This process is annoyingly manual - if you’d like to help out, maybe upvote the feature request here which aims to make the blueprint upgrade process a little less of a pain.
Help!
I had HASP running on a larger screen with jumpers to a wemos. Worked great. It was named “desktop”.
Since then I built a desktop version using the correct display. Works great.
I wanted to change the first desktop unit name from “desktop” to “lab” for experimenting.
This is where things got bad. When I plugged in the original Wemos, Home Assistant “discovered” a new device named “desktop”. (Yes, I should have unplugged the desktop unit before plugging in the lab unit).

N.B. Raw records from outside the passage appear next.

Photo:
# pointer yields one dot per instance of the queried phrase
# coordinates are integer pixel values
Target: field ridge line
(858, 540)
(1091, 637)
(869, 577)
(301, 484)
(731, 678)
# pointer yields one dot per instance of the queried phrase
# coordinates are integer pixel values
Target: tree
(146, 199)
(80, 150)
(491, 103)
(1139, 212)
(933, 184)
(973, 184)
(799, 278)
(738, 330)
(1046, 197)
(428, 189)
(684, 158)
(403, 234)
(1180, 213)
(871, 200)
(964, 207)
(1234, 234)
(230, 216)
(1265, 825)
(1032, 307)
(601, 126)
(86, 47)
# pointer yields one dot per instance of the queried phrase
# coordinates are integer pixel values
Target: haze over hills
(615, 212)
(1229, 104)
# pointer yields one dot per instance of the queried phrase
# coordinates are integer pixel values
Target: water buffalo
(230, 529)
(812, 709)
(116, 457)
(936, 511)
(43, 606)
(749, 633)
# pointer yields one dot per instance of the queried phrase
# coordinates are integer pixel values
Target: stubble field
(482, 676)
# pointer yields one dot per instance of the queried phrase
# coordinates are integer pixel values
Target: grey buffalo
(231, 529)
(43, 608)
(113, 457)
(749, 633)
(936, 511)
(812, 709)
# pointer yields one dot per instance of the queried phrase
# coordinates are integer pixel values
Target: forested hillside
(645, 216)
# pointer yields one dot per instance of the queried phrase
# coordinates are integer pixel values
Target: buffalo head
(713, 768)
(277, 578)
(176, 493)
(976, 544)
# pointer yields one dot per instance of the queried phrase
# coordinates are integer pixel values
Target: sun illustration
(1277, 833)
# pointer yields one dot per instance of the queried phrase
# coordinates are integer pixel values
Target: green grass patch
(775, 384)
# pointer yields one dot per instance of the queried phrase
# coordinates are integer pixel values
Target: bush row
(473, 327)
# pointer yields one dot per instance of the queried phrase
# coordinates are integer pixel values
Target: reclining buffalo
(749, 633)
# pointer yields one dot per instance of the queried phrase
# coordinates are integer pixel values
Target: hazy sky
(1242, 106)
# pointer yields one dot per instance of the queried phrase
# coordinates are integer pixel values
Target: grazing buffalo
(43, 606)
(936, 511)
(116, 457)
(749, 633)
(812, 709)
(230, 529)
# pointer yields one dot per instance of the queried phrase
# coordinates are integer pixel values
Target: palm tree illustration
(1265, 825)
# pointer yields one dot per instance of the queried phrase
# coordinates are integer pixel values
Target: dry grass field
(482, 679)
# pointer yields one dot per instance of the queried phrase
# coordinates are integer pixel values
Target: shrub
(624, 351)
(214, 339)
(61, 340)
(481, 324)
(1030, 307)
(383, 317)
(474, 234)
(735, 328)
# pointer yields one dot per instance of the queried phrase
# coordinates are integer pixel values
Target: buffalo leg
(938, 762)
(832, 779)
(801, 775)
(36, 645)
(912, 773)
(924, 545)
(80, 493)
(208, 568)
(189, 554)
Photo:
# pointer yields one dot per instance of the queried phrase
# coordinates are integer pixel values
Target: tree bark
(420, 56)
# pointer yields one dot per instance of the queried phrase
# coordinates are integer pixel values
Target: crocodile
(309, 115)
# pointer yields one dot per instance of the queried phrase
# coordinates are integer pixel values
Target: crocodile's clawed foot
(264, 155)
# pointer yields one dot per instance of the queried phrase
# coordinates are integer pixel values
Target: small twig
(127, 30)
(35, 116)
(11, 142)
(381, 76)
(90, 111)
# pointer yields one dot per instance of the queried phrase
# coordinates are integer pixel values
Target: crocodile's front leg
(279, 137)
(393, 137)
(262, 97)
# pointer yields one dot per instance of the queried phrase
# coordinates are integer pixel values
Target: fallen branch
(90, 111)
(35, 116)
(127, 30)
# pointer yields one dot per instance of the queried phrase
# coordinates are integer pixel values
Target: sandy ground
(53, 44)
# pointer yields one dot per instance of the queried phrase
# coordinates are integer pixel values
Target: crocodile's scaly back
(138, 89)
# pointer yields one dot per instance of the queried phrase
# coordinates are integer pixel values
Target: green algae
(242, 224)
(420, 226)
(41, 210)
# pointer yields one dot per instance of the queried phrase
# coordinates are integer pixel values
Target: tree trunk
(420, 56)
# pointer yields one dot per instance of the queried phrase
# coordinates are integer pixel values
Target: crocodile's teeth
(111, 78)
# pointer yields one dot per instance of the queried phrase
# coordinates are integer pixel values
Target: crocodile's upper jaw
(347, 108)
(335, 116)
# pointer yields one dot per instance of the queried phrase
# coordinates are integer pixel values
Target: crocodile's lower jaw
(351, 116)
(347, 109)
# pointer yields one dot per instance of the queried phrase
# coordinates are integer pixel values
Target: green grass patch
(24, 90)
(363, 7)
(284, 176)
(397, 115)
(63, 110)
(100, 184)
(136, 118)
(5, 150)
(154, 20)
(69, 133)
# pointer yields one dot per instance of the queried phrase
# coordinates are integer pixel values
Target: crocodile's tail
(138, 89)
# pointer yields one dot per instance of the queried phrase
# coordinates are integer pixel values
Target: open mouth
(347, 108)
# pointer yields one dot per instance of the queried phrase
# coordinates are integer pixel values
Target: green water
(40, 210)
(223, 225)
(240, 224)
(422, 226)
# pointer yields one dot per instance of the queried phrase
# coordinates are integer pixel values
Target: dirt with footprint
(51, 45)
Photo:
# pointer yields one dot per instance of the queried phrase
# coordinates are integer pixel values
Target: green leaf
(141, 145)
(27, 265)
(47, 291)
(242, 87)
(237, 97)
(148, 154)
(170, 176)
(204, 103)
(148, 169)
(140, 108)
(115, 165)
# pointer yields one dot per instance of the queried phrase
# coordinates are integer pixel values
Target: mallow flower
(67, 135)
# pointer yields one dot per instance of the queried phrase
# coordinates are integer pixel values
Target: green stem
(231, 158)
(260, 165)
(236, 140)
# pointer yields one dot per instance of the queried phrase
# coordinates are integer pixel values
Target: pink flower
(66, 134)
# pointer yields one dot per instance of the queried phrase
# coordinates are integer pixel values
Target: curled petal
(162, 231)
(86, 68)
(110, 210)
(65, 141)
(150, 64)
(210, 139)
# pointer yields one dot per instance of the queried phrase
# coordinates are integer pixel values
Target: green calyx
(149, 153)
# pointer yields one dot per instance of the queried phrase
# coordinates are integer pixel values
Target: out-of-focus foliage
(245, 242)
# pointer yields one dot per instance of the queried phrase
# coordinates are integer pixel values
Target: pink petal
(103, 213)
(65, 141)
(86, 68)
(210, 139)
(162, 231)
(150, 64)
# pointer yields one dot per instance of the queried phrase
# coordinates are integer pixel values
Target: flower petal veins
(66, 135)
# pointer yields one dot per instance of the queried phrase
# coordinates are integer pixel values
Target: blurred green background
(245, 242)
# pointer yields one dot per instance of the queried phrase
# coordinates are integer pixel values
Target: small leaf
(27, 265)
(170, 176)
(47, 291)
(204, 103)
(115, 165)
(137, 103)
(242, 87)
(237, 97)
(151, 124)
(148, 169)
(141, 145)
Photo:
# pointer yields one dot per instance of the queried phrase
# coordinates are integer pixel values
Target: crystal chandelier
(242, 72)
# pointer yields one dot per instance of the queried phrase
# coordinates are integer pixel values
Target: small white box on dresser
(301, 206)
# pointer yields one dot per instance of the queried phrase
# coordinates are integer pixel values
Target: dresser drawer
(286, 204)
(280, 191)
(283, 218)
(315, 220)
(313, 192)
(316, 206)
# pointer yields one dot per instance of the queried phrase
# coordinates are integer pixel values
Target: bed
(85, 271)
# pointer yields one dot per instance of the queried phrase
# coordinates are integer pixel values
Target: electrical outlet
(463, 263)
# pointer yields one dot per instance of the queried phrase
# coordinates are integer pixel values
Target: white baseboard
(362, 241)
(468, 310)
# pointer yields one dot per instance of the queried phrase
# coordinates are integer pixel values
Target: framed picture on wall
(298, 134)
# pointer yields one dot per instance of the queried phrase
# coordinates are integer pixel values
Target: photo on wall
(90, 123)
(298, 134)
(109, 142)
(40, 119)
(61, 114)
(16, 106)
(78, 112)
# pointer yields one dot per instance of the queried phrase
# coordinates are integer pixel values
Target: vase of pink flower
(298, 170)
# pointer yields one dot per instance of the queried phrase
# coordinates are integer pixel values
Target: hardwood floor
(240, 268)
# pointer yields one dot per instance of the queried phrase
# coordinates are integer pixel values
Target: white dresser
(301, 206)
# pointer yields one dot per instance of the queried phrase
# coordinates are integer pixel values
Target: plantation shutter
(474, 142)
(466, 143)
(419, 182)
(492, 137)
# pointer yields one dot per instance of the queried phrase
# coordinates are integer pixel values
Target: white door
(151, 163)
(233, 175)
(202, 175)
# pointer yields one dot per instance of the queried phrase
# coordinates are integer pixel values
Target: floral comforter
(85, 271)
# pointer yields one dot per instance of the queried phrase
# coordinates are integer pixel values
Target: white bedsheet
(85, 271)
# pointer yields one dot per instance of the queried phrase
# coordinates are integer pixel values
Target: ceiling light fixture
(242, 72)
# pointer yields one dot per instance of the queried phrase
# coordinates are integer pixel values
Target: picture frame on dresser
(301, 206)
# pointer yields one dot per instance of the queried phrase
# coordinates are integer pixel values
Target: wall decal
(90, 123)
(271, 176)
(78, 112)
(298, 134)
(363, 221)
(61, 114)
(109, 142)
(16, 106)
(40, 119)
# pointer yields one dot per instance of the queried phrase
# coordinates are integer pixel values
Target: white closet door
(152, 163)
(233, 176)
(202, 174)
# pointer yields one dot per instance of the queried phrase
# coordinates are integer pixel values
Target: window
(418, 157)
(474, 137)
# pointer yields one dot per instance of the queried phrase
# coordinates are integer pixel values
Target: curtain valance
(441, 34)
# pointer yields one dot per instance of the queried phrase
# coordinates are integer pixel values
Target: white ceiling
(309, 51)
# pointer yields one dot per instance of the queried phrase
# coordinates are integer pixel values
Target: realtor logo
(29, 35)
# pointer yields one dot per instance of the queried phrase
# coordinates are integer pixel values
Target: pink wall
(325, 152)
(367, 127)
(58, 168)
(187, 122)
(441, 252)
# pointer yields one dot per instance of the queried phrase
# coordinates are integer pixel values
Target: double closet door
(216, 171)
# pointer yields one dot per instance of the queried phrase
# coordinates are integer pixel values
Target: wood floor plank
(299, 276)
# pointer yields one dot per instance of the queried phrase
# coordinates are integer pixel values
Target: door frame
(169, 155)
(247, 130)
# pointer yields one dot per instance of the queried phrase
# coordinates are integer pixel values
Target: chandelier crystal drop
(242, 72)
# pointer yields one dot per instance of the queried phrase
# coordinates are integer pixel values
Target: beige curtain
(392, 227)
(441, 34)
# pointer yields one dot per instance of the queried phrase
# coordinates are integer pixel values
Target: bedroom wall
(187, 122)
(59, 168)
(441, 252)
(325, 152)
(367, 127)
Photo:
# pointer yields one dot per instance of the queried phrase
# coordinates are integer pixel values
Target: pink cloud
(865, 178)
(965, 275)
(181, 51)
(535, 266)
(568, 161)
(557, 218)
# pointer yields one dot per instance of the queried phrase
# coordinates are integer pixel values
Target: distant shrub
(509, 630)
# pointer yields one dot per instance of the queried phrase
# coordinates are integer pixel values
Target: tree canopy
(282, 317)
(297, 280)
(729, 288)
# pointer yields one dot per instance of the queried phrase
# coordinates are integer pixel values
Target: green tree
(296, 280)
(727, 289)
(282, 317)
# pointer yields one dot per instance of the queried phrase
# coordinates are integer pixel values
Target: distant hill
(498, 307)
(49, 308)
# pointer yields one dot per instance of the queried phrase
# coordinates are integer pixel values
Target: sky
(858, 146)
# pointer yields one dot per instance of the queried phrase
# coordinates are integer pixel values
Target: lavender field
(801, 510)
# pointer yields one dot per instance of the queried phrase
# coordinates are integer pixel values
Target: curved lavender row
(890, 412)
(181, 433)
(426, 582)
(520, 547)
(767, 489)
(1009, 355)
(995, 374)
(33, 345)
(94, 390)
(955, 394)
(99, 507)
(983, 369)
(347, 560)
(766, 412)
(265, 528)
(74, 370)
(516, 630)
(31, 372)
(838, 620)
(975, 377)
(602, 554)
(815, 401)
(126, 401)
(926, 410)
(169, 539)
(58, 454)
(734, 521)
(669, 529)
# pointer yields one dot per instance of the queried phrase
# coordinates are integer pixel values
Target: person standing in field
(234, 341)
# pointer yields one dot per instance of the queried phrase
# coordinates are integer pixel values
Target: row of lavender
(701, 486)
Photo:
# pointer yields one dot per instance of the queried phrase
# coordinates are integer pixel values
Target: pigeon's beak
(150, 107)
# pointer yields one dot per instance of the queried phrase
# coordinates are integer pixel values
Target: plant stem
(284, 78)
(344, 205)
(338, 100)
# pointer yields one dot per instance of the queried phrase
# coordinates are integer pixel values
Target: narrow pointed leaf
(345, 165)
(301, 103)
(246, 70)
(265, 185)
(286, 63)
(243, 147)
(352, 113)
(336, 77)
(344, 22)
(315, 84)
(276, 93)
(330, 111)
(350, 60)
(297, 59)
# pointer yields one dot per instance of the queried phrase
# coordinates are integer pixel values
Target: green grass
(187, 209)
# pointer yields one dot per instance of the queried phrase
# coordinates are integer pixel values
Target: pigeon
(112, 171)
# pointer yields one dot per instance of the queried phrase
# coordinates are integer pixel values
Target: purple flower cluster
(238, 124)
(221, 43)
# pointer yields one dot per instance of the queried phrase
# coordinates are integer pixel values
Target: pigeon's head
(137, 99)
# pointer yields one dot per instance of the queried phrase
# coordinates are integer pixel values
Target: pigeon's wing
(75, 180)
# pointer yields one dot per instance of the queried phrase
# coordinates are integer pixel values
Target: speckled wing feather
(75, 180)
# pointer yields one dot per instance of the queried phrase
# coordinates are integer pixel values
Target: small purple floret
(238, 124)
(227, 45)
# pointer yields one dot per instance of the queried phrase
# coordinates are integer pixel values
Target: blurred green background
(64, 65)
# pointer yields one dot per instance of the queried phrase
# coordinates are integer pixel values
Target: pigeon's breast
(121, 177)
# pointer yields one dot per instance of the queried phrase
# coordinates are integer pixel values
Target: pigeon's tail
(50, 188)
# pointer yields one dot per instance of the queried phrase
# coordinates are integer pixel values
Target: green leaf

When HASPone comes online, it send out a device discovery message with its device name and the “haspClientId”, which is a combination of your device name and the MAC address. If you rename the device, it should create a new device (but I don’t have any way to remove the old device). If you bring another device online with the same name, that will also create a new device because the other unit has a different MAC address which allows Home Assistant to recognize that this is, in fact, a different unit. Finally, Home Assistant will also create a new device with a new name, but because the name already exists, it will get a _2 appended.
Hoping someone can help me here. Desperate to try this project with my Nextion but i have fallen at the first step.
I have a NX3224T024_011, which I have flashed the TFT files to via SD card. I have flashed the HASPOne firmware to several different D1 mini’s (at least 4 different boards), all the D1 minis are known to work as I have previously used them for ESPHome projects successfully. I then followed the wiring and set up instructions on this page and yet I never get past the ‘HASP Initializing’ screen.
Assuming that flash went well, every time I’ve had that issue it’s been a data issue. Do you have the RX and TX swapped? Thats what it was the last time for me.
esptool.py v2.6
Serial port /dev/cu.usbserial-14320
Connecting....
Detecting chip type... ESP8266
Chip is ESP8266EX
Features: WiFi
MAC: 68:c6:3a:f4:b6:a8
Uploading stub...
Running stub...
Stub running...
Configuring flash size...
Auto-detected Flash size: 4MB
Erasing flash (this may take a while)...
Chip erase completed successfully in 8.9s
Flash params set to 0x0340
Compressed 477536 bytes to 327936...
Wrote 477536 bytes (327936 compressed) at 0x00000000 in 31.9 seconds (effective 119.9 kbit/s)...
Hash of data verified.
Leaving...
Staying in bootloader.
Firmware successfully flashed.
I have it wired as per the instructions on the link I posted:
WeMos Pin
Nextion Cable
5V
Red
GND
Black
D7
Blue
D4
Yellow
I have tried swapping the pins around too, no success there either.
Thanks for your response @luma. I’m not sure how I can grab debug output; I can’t connect it to WiFi to give it an IP as it doesn’t get to the configure screen, so Telnet isn’t an option. If I’m reading your docs right, USB debug requires going into the web admin page on the device, which again, I can’t get to as it doesn’t get that far. Genuinely stumped as to how to go forward.
USB debug will be enabled by default until you go through the process of disabling it on the web admin screen, so if you’re just now flashing the device and haven’t yet gone through the configuration, chances are good it’s spitting out some useful information via serial that would probably help us figure out what’s going wrong.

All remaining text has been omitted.